Rajiv, 26, an Independent, has emerged as the most unlikely candidate to challenge a senior Congress leader, since he comes from a family of Congress supporters (as his name suggests).

The student of constitutional law admits he has an uphill battle, especially because the LTTE had killed former Prime Minister Rajiv Gandhi.

“True, voters ask me how somebody with my name can ask for votes against the Congress and in support of the Lankan Tamils. My reply is that the present government has failed to reach out to the Lankan Tamils even to the extent Rajiv Gandhi had done during his tenure,” he says.

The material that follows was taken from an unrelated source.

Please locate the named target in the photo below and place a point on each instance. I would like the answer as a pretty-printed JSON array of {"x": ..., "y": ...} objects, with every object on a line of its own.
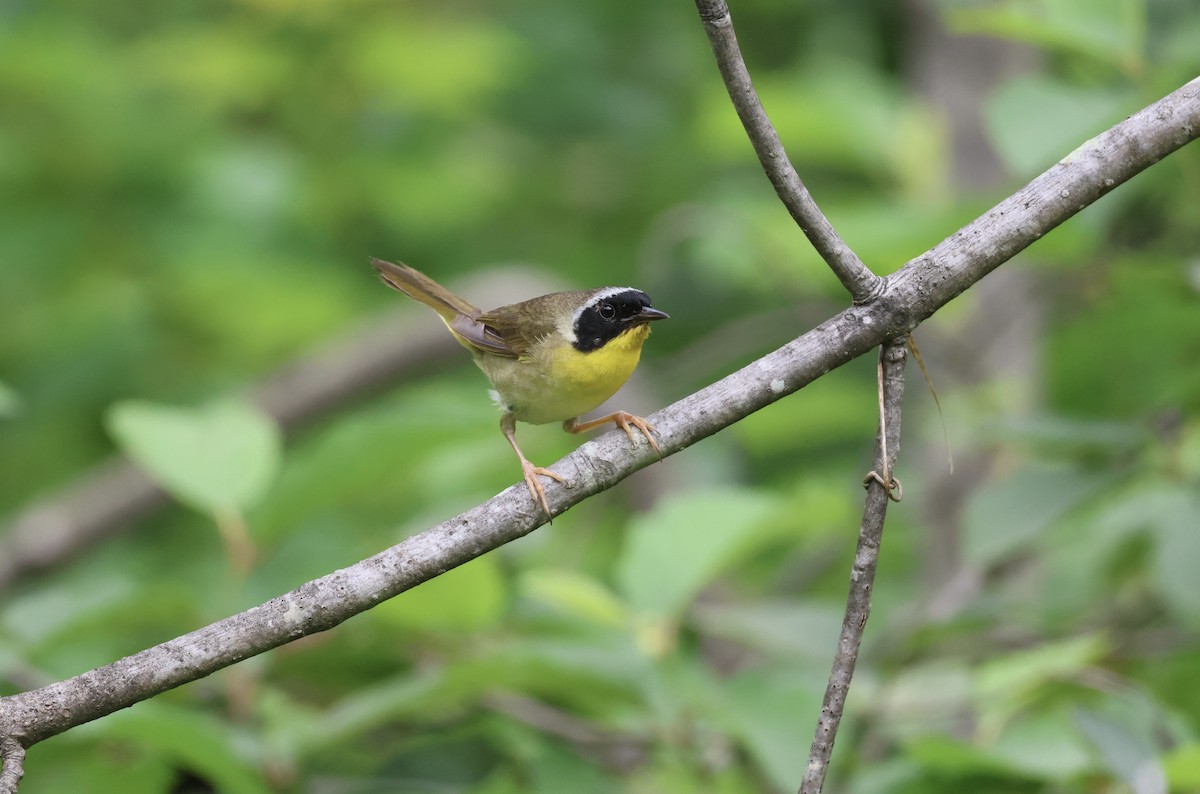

“Since Chidambaram represents the face of the Congress in Tamil Nadu and has been a key decision-maker on Sri Lanka as part of the UPA government, defeating him would invite national and even international attention to the problems of Lankan Tamils.”

Although he is fighting as an Independent, Rajiv is backed by the Muthukumar Makkal Ezhuchi Iyakkam, a movement started in the name of Muthukumar, the first person to commit self-immolation in January this year for the Lankan Tamil cause.

“Our handbills and speakers will explain to the voters that only when Chidambaram was the finance minister, the Indian government had extended all kinds of help to the Sri Lankan government (to carry out) its genocide,” explains Arun Shourie, the convener of the movement.

Shourie, also in his mid-20s, is named after the journalist-turned-politician who became a minister in Atal Bihari Vajpayee’s BJP-led government.

Asked how they planned to take on a veteran like Chidambaram with a massive record of work in the constituency, Shourie retorts that Chidambaram had won all these years “only because of his soft looks and white skin”.

If Chidambaram, whose complexion can at best be described as wheatish, is paling under the challenge, it isn’t obvious.

“First, the plight of the Lankan Tamils is not an election issue anywhere in the state,” says Karti Chidambaram, the home minister’s son who is managing his father’s campaign.

“Second, the voters here know the work done by my father during his last six terms. They will not be fooled by a few people who are seeking publicity.”